仕事の合間などでも手軽行えますが、抗重力位のため、体幹筋に僅かですが収縮が入っているため、ストレッチ効果は高くありません。
なので、あくまで、補助的に行うようにされると良いと思います。
お尻のストレッチ
方法
①座って伸ばしたい方の足首を反対側のももの上に乗せます。(この時に股関節に痛みがある方は無理しないで下さい。)
②そのまま体をお辞儀するように倒していくと、中殿筋がストレッチされます。
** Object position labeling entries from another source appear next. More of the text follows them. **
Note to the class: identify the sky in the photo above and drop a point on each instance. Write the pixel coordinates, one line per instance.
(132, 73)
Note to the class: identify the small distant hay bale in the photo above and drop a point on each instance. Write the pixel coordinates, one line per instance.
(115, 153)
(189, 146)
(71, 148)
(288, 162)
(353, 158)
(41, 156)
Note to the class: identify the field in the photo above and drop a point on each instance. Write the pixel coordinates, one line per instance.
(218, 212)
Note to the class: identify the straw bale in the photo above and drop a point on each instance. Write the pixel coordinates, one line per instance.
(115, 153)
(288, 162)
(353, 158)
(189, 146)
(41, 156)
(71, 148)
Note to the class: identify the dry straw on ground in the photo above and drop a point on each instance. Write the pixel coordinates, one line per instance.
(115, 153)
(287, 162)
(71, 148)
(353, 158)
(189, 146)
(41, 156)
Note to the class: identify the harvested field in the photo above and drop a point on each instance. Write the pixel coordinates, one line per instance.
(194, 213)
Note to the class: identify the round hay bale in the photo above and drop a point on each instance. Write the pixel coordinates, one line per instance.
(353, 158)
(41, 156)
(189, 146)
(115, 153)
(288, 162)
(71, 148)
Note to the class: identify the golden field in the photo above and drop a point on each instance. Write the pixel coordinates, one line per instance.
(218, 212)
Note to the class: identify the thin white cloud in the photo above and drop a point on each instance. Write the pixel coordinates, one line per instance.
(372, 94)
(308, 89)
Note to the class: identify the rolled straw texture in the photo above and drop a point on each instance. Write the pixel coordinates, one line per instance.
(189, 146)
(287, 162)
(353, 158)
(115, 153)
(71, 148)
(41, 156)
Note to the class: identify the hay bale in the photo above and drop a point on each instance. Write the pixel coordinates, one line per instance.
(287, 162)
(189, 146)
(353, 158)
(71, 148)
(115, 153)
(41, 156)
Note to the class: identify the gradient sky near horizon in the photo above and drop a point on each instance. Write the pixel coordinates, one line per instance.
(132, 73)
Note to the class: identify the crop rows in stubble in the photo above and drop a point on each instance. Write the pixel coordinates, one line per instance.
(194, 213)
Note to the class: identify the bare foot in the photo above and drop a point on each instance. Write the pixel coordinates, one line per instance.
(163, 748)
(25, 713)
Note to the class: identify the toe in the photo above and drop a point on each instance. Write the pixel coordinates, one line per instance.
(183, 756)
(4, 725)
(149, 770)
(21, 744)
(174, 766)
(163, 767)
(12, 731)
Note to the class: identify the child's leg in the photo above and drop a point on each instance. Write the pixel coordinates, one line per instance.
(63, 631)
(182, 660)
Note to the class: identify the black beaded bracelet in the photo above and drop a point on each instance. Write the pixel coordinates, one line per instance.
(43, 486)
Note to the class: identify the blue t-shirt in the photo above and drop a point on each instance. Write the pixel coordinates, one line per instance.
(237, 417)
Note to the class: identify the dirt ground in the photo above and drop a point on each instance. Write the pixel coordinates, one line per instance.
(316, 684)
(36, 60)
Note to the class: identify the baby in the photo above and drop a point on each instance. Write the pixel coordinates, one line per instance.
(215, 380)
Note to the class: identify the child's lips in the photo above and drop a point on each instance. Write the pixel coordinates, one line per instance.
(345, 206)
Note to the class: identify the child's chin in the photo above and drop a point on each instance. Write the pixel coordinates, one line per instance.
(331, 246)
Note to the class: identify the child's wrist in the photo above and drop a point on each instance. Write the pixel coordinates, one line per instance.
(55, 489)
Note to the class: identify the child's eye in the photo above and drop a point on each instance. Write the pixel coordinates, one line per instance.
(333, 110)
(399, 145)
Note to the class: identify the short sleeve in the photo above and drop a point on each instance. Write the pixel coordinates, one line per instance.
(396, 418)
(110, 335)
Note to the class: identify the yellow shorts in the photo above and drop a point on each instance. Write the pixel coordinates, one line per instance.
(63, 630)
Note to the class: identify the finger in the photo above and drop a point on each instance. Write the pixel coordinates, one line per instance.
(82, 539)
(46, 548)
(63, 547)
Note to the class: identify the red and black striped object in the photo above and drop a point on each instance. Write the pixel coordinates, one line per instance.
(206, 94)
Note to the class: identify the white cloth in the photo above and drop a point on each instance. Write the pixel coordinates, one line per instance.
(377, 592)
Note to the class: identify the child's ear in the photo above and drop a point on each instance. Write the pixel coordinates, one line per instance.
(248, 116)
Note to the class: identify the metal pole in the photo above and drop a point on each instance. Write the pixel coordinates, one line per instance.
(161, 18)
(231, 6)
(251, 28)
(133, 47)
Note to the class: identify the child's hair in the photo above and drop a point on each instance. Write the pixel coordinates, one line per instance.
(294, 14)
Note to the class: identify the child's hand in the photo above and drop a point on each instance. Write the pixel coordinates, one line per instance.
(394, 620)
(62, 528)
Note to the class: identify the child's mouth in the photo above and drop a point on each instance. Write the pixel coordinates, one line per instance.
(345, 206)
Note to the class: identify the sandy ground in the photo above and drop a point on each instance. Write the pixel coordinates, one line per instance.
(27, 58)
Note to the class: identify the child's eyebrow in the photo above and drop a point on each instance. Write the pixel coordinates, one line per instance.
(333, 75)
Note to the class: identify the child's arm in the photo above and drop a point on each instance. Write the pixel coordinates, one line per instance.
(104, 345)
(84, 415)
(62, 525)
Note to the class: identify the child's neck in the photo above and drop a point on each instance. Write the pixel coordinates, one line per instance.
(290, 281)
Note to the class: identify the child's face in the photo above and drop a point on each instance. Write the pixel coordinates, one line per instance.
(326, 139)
20秒程度伸張感を感じながら伸ばします。
腰が固い方、痛みがある方は中殿筋などお尻の筋肉も固くなっている場合が多いです。
腰をストレッチする前にこの方法で中殿筋を伸ばしておくとスムーズにストレッチできます。
腰のストレッチ
方法
椅子に座り、腰をねじります。肘かけか、背もたれを持つとより腰をねじることができます。
腰から背中のストレッチ
方法
①椅子に座り、クッションや枕などを両腕で抱えます。この時に必ず腰は反らせず、丸めるようにします。
②クッションを左右に動かすように体全体をひねります。10回程度行います。
この方法では腹筋群を収縮させると同時に腰背部を伸ばすことで、相反抑制という効果を狙っています。
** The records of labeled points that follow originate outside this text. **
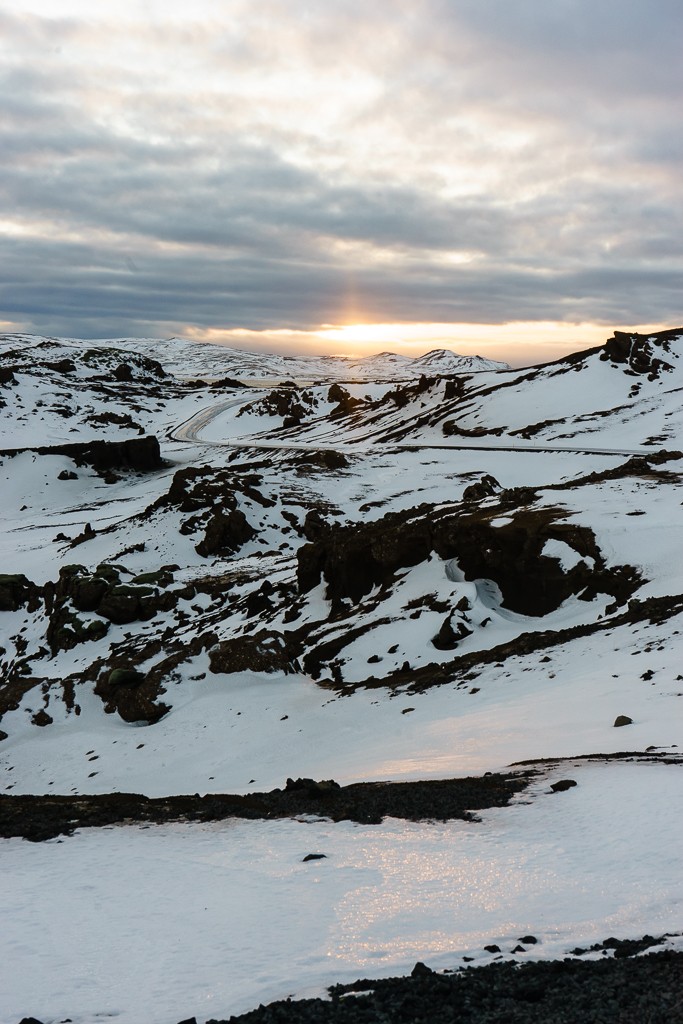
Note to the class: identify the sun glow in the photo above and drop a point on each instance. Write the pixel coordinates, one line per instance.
(518, 343)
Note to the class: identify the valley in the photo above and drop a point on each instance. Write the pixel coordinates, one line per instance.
(240, 594)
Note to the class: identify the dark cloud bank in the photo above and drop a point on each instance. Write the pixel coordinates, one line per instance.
(195, 206)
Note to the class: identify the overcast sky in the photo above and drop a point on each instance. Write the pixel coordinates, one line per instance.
(265, 166)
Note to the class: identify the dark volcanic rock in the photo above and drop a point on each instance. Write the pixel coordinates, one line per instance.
(451, 634)
(353, 559)
(643, 353)
(262, 651)
(225, 531)
(39, 818)
(485, 487)
(16, 591)
(643, 990)
(131, 694)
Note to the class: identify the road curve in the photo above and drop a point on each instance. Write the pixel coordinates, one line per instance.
(189, 431)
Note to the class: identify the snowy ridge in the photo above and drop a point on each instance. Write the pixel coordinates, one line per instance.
(210, 588)
(188, 358)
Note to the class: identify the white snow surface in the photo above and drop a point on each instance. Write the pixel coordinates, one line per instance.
(163, 923)
(169, 922)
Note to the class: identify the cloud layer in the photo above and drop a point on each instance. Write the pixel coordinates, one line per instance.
(290, 164)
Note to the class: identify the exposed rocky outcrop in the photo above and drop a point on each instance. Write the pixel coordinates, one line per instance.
(262, 651)
(354, 559)
(140, 455)
(17, 591)
(614, 990)
(129, 692)
(102, 592)
(39, 818)
(225, 532)
(642, 353)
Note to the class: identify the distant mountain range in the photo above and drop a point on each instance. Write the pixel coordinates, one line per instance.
(186, 358)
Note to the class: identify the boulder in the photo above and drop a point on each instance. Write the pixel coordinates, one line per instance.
(16, 590)
(225, 532)
(262, 651)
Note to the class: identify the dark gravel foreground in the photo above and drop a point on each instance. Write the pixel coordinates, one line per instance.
(39, 818)
(643, 990)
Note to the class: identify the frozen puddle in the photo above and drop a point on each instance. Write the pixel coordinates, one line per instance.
(168, 922)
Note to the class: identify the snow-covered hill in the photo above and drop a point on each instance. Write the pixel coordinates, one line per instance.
(209, 588)
(191, 359)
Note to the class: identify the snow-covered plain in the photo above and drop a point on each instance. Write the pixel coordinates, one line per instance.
(169, 922)
(163, 923)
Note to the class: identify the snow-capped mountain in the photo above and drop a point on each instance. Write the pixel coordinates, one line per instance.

腰を伸ばしている感覚はあまりないと思いますが、この相反抑制により腰回りの筋肉は緩みます。

人体の筋肉には、拮抗筋が存在します。主動作筋が収縮する時に、拮抗筋が弛緩するという神経的メカニズムが相反抑制です。
例えば、上腕二頭筋の拮抗筋は上腕三頭筋です。
肘を曲げる場合、主動作筋である上腕二頭筋が収縮すると同時に、反対側にある上腕三頭筋が弛緩します。
この作用を利用して、上腕三頭筋を弛緩させたい場合、上腕二頭筋を意図的に収縮させたりします。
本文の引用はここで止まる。